For the Tomato Topping:
- 4 to 5 ripe tomatoes, diced
- 1/4 cup red onion, finely chopped
- 2 cloves garlic, minced
- 1/4 cup fresh basil, chopped
- 2 tablespoons extra-virgin olive oil
- 1 tablespoon balsamic vinegar
- Salt and black pepper to taste
For the Balsamic Glaze:
- 1/2 cup balsamic vinegar
- 2 tablespoons honey or maple syrup
For the Bruschetta Base:
- Baguette or Italian bread, sliced into 1/2-inch thick pieces
- Olive oil for brushing
- 1 clove garlic, peeled (for rubbing on the bread)
1. Prepare the Tomato Topping:
a. In a medium-sized bowl, combine diced tomatoes, red onion, minced garlic, and chopped fresh basil.
b. Drizzle extra-virgin olive oil and balsamic vinegar over the mixture.
c. Season with salt and black pepper according to your taste.
d. Gently toss the ingredients until well combined.
e. Allow the tomato topping to marinate for at least 30 minutes to let the flavors meld.
2. Make the Balsamic Glaze:
a. In a small saucepan, combine balsamic vinegar and honey (or maple syrup).
b. Bring the mixture to a simmer over medium heat.
c. Reduce the heat to low and let it simmer for 10-15 minutes, or until the glaze thickens.
d. Remove from heat and let it cool.
3. Prepare the Bruschetta Base:
a. Preheat your oven broiler or grill.
b. Brush the sliced bread with olive oil on both sides.
c. Place the bread slices under the broiler or on the grill until they are lightly toasted on both sides.
d. Remove the bread from the heat and rub one side with the peeled garlic clove.
4. Assemble the Bruschetta:
a. Spoon a generous amount of the tomato topping onto each toasted bread slice.
b. Drizzle a small amount of the balsamic glaze over the top.

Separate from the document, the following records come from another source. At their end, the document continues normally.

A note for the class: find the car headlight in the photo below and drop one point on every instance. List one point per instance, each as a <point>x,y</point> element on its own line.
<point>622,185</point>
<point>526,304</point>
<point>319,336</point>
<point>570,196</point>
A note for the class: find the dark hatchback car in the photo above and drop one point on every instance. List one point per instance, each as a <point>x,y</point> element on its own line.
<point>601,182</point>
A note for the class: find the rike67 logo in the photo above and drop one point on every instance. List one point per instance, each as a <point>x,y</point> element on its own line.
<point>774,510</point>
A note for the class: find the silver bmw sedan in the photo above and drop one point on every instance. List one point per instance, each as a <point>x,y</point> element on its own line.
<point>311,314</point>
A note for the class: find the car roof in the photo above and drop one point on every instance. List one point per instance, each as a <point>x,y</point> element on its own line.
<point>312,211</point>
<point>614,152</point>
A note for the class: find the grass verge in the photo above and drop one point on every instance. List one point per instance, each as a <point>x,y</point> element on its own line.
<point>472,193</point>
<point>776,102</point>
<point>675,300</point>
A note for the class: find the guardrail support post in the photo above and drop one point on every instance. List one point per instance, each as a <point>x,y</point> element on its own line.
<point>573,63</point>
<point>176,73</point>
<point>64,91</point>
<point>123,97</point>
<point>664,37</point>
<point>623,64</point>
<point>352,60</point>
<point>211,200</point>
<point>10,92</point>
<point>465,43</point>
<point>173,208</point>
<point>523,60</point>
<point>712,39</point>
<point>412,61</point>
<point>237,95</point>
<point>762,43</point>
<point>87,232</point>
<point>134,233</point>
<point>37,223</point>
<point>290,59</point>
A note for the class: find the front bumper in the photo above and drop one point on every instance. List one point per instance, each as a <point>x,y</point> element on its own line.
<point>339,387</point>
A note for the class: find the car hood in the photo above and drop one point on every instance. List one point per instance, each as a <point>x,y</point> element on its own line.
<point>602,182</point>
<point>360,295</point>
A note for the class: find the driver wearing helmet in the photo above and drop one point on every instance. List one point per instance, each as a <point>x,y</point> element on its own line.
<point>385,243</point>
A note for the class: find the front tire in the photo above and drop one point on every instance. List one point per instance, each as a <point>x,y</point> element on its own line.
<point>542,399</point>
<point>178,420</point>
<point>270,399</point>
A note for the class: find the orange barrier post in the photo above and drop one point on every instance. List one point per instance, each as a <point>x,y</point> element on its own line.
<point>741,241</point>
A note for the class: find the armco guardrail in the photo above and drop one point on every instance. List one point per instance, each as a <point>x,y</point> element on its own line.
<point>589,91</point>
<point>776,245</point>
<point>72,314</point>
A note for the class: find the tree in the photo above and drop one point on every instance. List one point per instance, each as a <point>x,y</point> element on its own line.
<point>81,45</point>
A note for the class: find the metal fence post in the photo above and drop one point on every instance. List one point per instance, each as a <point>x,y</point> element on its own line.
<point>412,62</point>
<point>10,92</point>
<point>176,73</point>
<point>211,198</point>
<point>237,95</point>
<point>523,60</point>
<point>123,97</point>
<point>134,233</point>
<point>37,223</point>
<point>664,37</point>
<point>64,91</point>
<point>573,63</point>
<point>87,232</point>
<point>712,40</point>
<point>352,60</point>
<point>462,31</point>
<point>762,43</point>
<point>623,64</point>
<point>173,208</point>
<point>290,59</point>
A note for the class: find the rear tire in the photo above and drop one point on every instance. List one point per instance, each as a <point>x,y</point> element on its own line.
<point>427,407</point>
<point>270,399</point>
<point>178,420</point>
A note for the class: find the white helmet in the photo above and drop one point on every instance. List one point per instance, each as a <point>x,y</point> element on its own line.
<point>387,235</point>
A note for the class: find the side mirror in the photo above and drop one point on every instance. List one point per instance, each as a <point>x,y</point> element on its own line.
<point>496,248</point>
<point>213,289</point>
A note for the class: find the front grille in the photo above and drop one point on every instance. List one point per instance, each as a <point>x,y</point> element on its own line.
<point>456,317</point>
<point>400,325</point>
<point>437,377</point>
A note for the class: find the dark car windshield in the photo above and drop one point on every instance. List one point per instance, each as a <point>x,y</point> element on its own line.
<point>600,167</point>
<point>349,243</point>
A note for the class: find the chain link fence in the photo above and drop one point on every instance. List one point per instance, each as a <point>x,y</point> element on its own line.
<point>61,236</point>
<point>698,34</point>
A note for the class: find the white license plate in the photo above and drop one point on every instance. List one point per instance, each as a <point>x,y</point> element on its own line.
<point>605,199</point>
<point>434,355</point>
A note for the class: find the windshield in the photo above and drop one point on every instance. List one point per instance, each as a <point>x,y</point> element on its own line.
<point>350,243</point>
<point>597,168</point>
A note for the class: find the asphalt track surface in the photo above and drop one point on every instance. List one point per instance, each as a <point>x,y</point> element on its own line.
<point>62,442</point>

c. Optional: Garnish with additional fresh basil.
d. Serve immediately and enjoy your homemade Mellow Mushroom-inspired bruschetta!
This recipe is a delightful appetizer that captures the essence of Mellow Mushroom’s bruschetta. Feel free to adjust the quantities and ingredients to suit your taste preferences.